Thursday, May 2, 2013

Learning Humility on Great and Holy Thursday

After a couple excellent years of sharing the date of Easter (Pascha) and one year of reasonably close proximity, the holiest day in Christianity is once again being celebrated at completely different times by Catholics and Protestants, on the one hand, and the Orthodox, on the other. While for most Americans, Maundy Thursday is just a distant March memory (if it's remember at all), but today is Great and Holy Thursday in the Orthodox Church, the day when, like their Western counterparts, the Orthodox remember the washing of the disciples feet and the last supper on the night when Jesus was betrayed. Both these events--the radical servanthood of Jesus and the betrayal of the Christ for material gain--ought to inspire in us an enduring sense of humility. Humility, unfortunately, has a bitter taste to Christians, being one of those virtues which we know we ought to have but we never really aspire for because its no fun and (unsurprisingly) garners us little praise. John of Sinai, standard reading for the Orthodox during the Lenten season, views humility differently.

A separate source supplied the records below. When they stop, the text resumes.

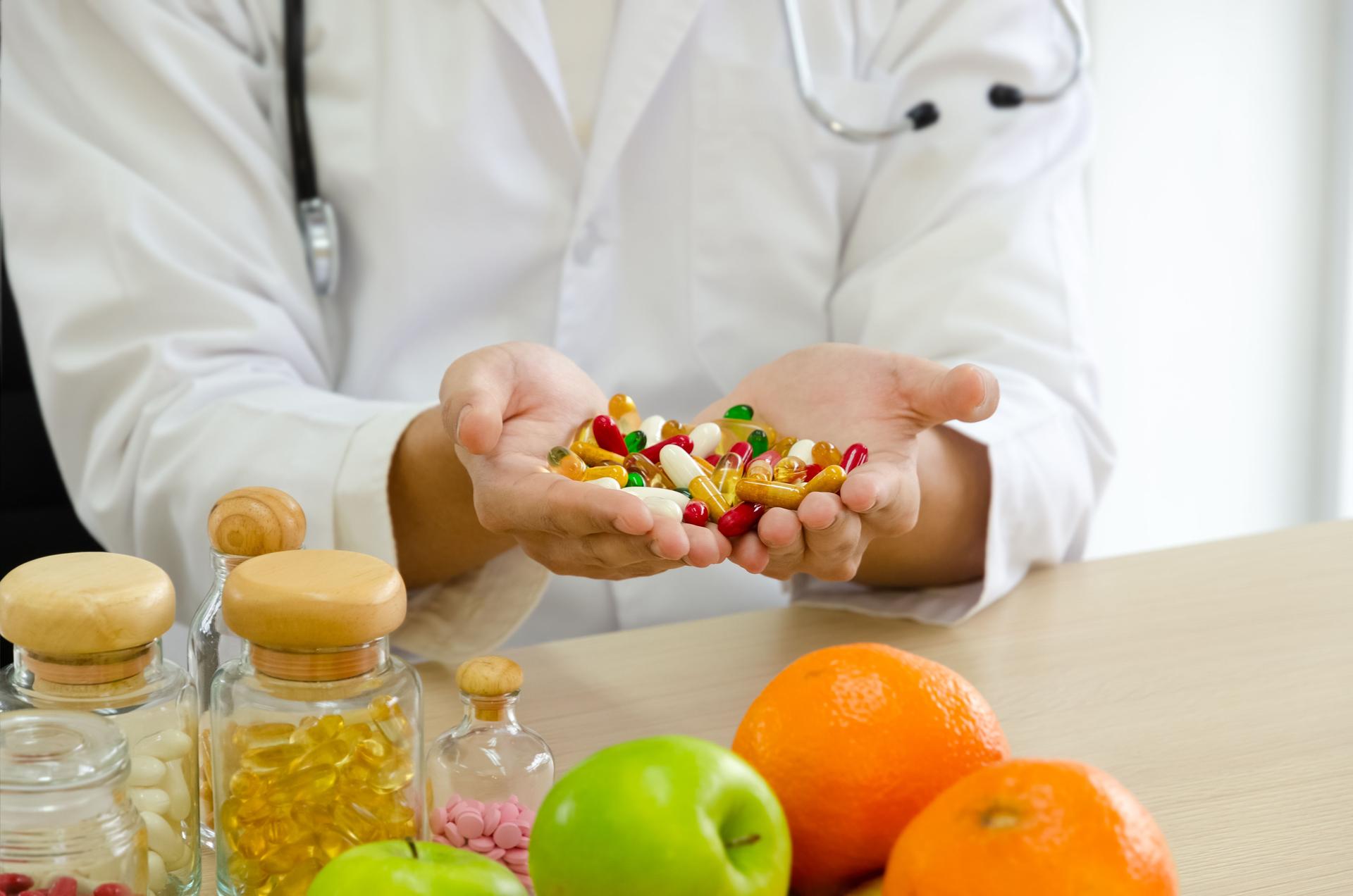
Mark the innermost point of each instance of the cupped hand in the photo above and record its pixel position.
(846, 394)
(507, 406)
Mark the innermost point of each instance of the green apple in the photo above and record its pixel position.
(662, 816)
(404, 868)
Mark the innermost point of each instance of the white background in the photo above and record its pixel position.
(1218, 199)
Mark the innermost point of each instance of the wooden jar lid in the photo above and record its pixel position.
(69, 604)
(489, 677)
(256, 520)
(313, 599)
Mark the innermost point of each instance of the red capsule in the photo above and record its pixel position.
(741, 520)
(608, 435)
(854, 456)
(696, 514)
(681, 442)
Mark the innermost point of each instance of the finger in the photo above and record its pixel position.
(475, 392)
(938, 394)
(750, 554)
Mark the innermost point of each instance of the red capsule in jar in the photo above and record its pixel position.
(696, 514)
(741, 520)
(854, 456)
(654, 452)
(608, 435)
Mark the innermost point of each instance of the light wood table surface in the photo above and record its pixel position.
(1216, 681)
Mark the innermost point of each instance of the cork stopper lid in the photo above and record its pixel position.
(489, 677)
(69, 604)
(299, 600)
(256, 520)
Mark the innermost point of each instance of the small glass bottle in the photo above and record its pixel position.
(64, 804)
(242, 524)
(489, 775)
(317, 727)
(85, 630)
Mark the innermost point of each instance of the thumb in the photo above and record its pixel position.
(966, 393)
(475, 392)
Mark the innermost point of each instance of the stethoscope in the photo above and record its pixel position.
(320, 224)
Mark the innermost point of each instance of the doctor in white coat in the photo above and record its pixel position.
(616, 197)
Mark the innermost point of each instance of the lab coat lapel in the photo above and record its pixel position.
(647, 37)
(525, 22)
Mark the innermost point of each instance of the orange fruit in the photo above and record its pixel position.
(855, 740)
(1032, 827)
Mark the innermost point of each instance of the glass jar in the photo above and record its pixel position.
(488, 776)
(244, 523)
(85, 630)
(317, 727)
(64, 804)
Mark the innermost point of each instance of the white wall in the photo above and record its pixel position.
(1210, 217)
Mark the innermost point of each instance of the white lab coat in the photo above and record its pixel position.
(712, 226)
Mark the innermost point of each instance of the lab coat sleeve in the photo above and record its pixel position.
(970, 245)
(178, 348)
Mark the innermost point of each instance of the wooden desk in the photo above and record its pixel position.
(1216, 681)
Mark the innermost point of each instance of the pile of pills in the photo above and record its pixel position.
(64, 885)
(500, 831)
(726, 471)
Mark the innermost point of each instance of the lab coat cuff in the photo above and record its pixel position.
(1039, 509)
(362, 497)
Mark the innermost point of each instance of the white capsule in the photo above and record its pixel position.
(147, 772)
(176, 785)
(707, 437)
(167, 745)
(662, 508)
(678, 466)
(159, 875)
(163, 840)
(653, 428)
(149, 800)
(666, 494)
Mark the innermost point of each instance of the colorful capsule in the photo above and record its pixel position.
(696, 514)
(704, 490)
(620, 405)
(608, 471)
(608, 435)
(595, 455)
(829, 480)
(854, 456)
(773, 494)
(788, 470)
(655, 451)
(741, 520)
(826, 454)
(760, 442)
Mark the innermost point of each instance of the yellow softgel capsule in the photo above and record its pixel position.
(772, 494)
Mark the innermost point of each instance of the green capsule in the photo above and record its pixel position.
(758, 442)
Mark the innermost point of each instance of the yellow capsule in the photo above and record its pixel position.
(267, 734)
(701, 489)
(789, 470)
(271, 758)
(826, 454)
(608, 471)
(829, 480)
(772, 494)
(620, 405)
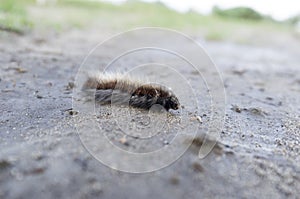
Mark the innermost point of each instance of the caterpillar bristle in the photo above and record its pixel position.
(122, 89)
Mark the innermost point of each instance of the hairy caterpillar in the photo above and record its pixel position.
(121, 89)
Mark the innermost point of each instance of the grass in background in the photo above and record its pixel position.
(13, 16)
(68, 14)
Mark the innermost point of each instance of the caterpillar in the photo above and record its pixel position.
(121, 89)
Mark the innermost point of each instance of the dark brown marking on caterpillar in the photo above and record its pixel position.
(120, 90)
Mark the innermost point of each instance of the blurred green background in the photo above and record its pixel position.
(239, 24)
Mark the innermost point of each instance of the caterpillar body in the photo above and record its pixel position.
(121, 89)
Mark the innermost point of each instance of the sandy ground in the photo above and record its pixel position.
(41, 156)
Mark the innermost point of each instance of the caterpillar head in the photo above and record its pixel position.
(169, 102)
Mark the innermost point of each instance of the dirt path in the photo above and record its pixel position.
(41, 155)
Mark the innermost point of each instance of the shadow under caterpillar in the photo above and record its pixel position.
(118, 89)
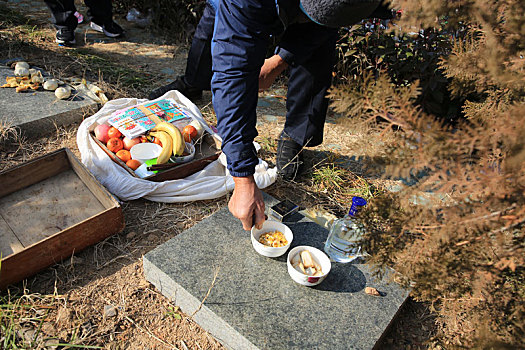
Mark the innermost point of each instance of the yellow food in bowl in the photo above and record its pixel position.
(274, 239)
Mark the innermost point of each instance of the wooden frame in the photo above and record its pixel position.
(34, 234)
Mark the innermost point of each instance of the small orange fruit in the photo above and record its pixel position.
(115, 144)
(124, 155)
(114, 132)
(157, 141)
(190, 133)
(133, 164)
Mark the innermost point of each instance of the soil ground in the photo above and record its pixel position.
(71, 302)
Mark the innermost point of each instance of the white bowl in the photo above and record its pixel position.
(268, 226)
(299, 277)
(184, 159)
(145, 151)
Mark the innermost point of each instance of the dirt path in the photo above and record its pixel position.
(73, 301)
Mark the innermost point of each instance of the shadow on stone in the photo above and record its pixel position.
(343, 278)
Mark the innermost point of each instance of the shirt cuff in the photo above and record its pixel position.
(241, 162)
(286, 55)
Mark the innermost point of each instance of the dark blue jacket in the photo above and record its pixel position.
(241, 37)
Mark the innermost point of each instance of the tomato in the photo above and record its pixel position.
(133, 164)
(190, 133)
(157, 141)
(124, 155)
(115, 144)
(113, 132)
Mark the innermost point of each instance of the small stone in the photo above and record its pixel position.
(87, 328)
(110, 311)
(372, 291)
(51, 344)
(26, 333)
(48, 328)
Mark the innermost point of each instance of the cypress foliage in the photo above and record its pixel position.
(463, 248)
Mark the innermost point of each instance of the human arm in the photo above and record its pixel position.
(270, 70)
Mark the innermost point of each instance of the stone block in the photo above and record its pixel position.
(254, 304)
(37, 112)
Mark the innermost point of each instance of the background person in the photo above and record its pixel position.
(242, 34)
(100, 14)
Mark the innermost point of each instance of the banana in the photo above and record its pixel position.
(167, 146)
(176, 136)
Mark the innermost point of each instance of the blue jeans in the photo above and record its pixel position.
(242, 29)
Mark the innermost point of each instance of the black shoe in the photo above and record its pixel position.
(110, 29)
(289, 157)
(65, 36)
(189, 91)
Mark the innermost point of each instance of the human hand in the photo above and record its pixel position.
(270, 70)
(247, 203)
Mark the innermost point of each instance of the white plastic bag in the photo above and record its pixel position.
(212, 182)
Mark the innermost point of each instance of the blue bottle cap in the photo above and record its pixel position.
(357, 203)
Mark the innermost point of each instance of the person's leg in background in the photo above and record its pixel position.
(64, 19)
(306, 102)
(198, 66)
(100, 14)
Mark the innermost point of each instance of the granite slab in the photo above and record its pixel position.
(37, 112)
(254, 304)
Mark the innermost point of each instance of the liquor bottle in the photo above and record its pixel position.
(342, 242)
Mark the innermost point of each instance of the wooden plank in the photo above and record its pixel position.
(34, 171)
(48, 207)
(105, 198)
(9, 243)
(60, 246)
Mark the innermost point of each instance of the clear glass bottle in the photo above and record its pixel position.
(342, 242)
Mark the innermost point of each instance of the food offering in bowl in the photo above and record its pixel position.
(272, 240)
(189, 154)
(308, 265)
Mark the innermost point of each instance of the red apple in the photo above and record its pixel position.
(128, 143)
(101, 133)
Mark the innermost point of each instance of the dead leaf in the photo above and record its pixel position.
(372, 291)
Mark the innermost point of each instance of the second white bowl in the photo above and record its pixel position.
(299, 277)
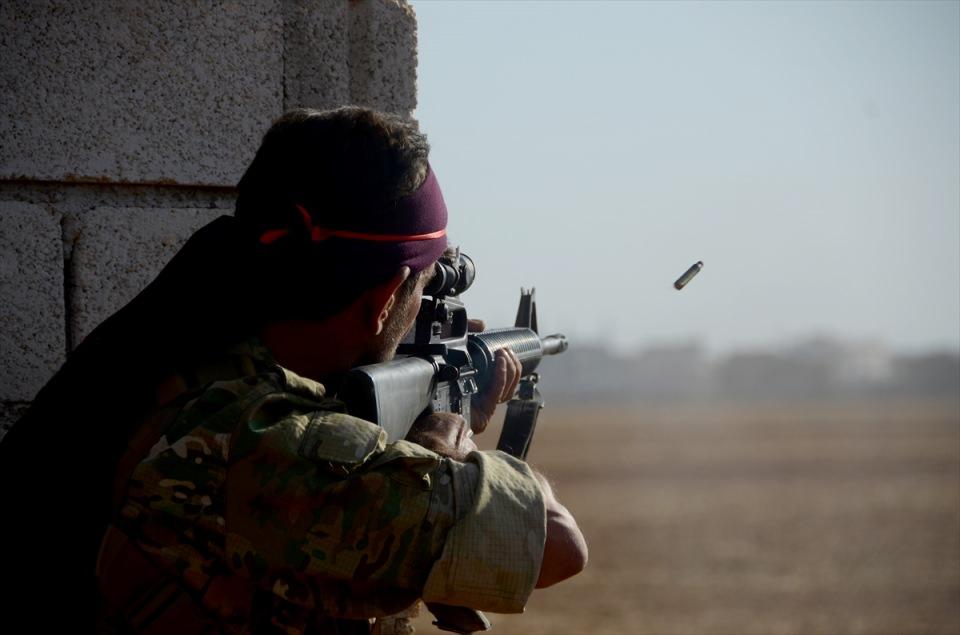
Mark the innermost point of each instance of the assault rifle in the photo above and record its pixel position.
(440, 366)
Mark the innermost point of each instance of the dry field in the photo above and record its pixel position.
(760, 520)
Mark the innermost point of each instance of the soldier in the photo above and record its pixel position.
(225, 489)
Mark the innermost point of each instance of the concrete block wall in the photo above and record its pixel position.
(124, 126)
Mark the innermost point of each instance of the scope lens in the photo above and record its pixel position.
(451, 276)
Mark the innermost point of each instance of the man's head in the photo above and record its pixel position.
(347, 216)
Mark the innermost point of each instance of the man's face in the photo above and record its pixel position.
(401, 319)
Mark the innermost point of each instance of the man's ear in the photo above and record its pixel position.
(383, 300)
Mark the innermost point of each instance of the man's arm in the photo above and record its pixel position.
(565, 550)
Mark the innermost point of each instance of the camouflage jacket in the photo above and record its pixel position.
(271, 508)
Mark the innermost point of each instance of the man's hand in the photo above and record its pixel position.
(503, 384)
(445, 433)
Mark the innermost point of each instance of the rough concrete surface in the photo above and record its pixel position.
(117, 252)
(316, 45)
(32, 337)
(383, 56)
(149, 91)
(339, 53)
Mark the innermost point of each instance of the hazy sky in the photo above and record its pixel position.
(808, 153)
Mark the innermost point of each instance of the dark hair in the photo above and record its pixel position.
(216, 291)
(341, 164)
(345, 166)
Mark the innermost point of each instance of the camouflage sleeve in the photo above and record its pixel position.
(493, 553)
(324, 513)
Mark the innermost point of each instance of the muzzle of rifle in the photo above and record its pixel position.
(529, 347)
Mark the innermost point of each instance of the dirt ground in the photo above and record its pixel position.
(765, 520)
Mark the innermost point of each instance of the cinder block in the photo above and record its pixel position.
(32, 337)
(316, 53)
(383, 56)
(172, 91)
(117, 252)
(339, 53)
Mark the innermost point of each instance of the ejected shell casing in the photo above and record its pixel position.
(688, 275)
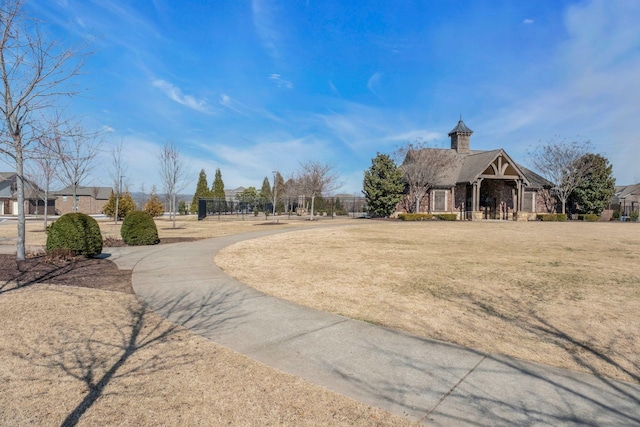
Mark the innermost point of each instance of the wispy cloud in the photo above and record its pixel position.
(174, 93)
(280, 82)
(244, 109)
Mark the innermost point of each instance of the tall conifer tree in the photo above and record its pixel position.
(202, 190)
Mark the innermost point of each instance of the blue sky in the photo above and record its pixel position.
(257, 86)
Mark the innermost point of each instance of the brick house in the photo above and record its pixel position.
(485, 184)
(91, 200)
(33, 197)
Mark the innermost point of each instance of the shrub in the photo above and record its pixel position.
(76, 232)
(588, 217)
(551, 217)
(154, 206)
(414, 217)
(447, 217)
(138, 228)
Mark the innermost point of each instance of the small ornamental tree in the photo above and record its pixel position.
(154, 206)
(383, 185)
(125, 205)
(594, 192)
(202, 190)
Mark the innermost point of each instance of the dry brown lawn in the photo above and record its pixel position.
(563, 294)
(186, 227)
(98, 357)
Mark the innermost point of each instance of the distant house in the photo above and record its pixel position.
(485, 184)
(626, 199)
(91, 200)
(33, 197)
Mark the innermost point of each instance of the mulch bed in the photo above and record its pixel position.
(84, 272)
(80, 271)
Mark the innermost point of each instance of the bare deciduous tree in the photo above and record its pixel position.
(76, 151)
(43, 172)
(117, 171)
(561, 163)
(174, 175)
(316, 179)
(35, 73)
(423, 166)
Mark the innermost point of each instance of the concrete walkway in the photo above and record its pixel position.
(429, 381)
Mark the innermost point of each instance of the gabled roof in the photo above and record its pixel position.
(31, 189)
(99, 193)
(467, 167)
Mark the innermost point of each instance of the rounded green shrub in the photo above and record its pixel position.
(76, 232)
(138, 228)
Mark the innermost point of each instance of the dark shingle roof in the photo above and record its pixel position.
(99, 193)
(460, 128)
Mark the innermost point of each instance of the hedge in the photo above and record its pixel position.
(138, 228)
(588, 217)
(551, 217)
(75, 232)
(447, 217)
(414, 217)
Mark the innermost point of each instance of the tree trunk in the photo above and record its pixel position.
(173, 210)
(20, 246)
(46, 206)
(313, 198)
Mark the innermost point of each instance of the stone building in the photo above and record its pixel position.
(91, 200)
(33, 197)
(485, 184)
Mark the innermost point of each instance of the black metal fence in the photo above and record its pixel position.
(239, 208)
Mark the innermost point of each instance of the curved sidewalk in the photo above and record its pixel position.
(425, 380)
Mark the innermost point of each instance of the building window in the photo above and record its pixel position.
(439, 200)
(528, 199)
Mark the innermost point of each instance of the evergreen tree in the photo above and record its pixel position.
(266, 197)
(217, 189)
(154, 206)
(202, 190)
(383, 185)
(597, 187)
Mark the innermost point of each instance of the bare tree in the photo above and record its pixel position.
(35, 73)
(315, 179)
(174, 175)
(561, 162)
(117, 171)
(423, 166)
(76, 150)
(44, 172)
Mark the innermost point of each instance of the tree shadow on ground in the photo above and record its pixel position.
(96, 362)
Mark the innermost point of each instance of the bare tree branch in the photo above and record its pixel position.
(35, 73)
(560, 162)
(423, 166)
(173, 173)
(316, 179)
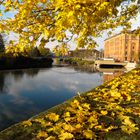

As soon as the cluster of holy humility begins to flower within us, we come, after hard work, to hate all earthly praise and glory. WE rid ourselves of rage and fury; and the more this queen of virtues spreads within our souls through spiritual growth, the more we begin to regard all our good deeds as of no consequence, in fact as loathsome...We have risked so far a few words of a philosophical kind regarding the blossoming and the growth of this everblooming fruit. But those of you who are close to the Lord Himself must find out from Him what the perfect reward is of this holy virtue, since there is no way of measuring the sheer abundance of such blessed wealth, nor words nor could word convey its quality.

Humility, after all, is only the rejection of false blessings in favor of real blessings, divine blessing of eternal import. To eschew earthly praise is only to suggest that we prefer the praise of God our Father to that of the devil our enemy. It is this humility which Jesus embraced in kneeling before his disciples, and this humility which Judas rejected in turning Jesus over to be crucified.